The tool reports the clique $\{\text{Alg}, \text{DB}, \text{OS}\}$: these three courses pairwise share students, so each needs its own period, certifying $\chi(G) \ge 3$. Paired with the 3-period timetable from Phase 3, this is a complete, self-checking answer: 3 periods, provably optimal, with a one-line human-verifiable proof of the lower bound.

🔗 Connection: This is the two-sided strategy of theme four. The Welsh–Powell coloring is the constructive upper bound ("here is a schedule in 3 periods"); the clique is the certificate lower bound ("you cannot do it in 2"). Together they pin $\chi$ exactly — the same upper/lower pincer the chapter used to frame the chromatic number ($\omega \le \chi \le \Delta + 1$).

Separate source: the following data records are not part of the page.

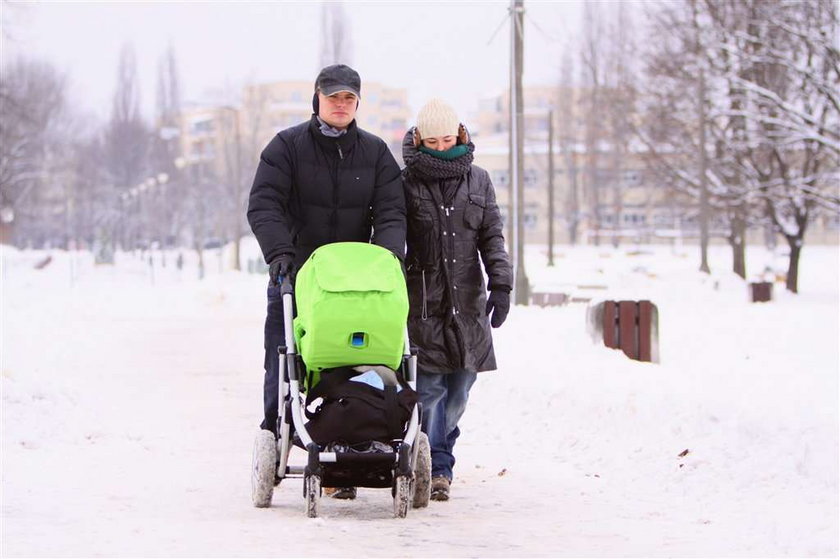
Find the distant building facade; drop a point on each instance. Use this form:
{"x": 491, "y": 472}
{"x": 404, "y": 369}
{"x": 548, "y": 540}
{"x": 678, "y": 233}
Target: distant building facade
{"x": 601, "y": 195}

🐛 Find the Error: A colleague proposes skipping Phase 5 and instead returning $\Delta(G) + 1 = 4$ as the "lower bound the registrar can trust." Why is this wrong, and what is $\Delta(G) + 1$ a bound on?

Answer

$\Delta(G) + 1$ is an upper bound on $\chi$ (Theorem 33.2 — greedy never exceeds it), not a lower bound. Reporting it as a lower bound is backwards and would falsely claim 4 periods are required when 3 suffice. The correct lower-bound certificate is the clique ($\chi \ge \omega = 3$).

Discussion Questions

The exact chromatic_number is exponential. At roughly what number of courses does it become impractical, and why does the clique certificate scale better as a lower bound even though finding a maximum clique is also hard in general?
Welsh–Powell and the naive order both found 3 periods here. Construct (on paper) a small conflict graph where Welsh–Powell beats the naive alphabetical order — i.e., where the order genuinely matters. (Hint: the crown graph of §33.6 is the canonical example.)
Suppose two courses are taught by the same instructor and also cannot be scheduled together, even though no student is shared. How do you encode this extra constraint in the model, and does it change the kind of object you are coloring? (It is still graph coloring — why?)
The registrar now wants the schedule to also minimize the number of courses in the busiest period (balance the load), not just minimize the number of periods. Is that still plain graph coloring? Explain what additional optimization criterion you have introduced and why $\chi$ alone does not capture it.

Your Turn: Extensions

Option A (room capacities). Extend the scheduler so each period also has a room capacity: at most $m$ exams per period. Modify greedy_coloring so a color is "unavailable" if it is full. State, in one sentence, how this changes the relationship between your answer and $\chi(G)$ (you may now need more periods than $\chi$).
Option B (measure the gap). Run greedy_coloring (natural order), welsh_powell, and chromatic_number on the crown graph $\text{Crown}(4)$ and tabulate all three counts. Hand-derive the expected outputs. Which order matches $\chi = 2$, and which inflates it?
Option C (toward the capstone). Repurpose build_conflict_graph + welsh_powell to partition a friendship graph into discussion panels (friends in different panels), the anchor application of §33.2. Feed it a 6-person friendship graph you write out by hand, and explain how a color class is a panel of mutual strangers. This is exactly the call the Chapter 39 Track B analyzer will make.

Key Takeaways

The modeling recipe becomes code in one function. build_conflict_graph is the §33.2 recipe verbatim: vertices = things, edges = conflicts, colors = resources.
Greedy is always correct, never trusted blindly. It is provably proper for any order, but its period count is only an upper bound — re-derive expected output by hand and verify (§33.6, theme four).
A good order matters; verify the bound two ways. Welsh–Powell (decreasing degree) is the workhorse upper bound; the exact chromatic_number verifies on small graphs; the clique is the scalable lower-bound certificate ($\chi \ge \omega$).
Upper bound + lower bound = a defensible answer. Shipping a 3-period schedule and a size-3 clique proves optimality — the same pincer the chapter used to bound $\chi$, now packaged as a tool the capstone reuses.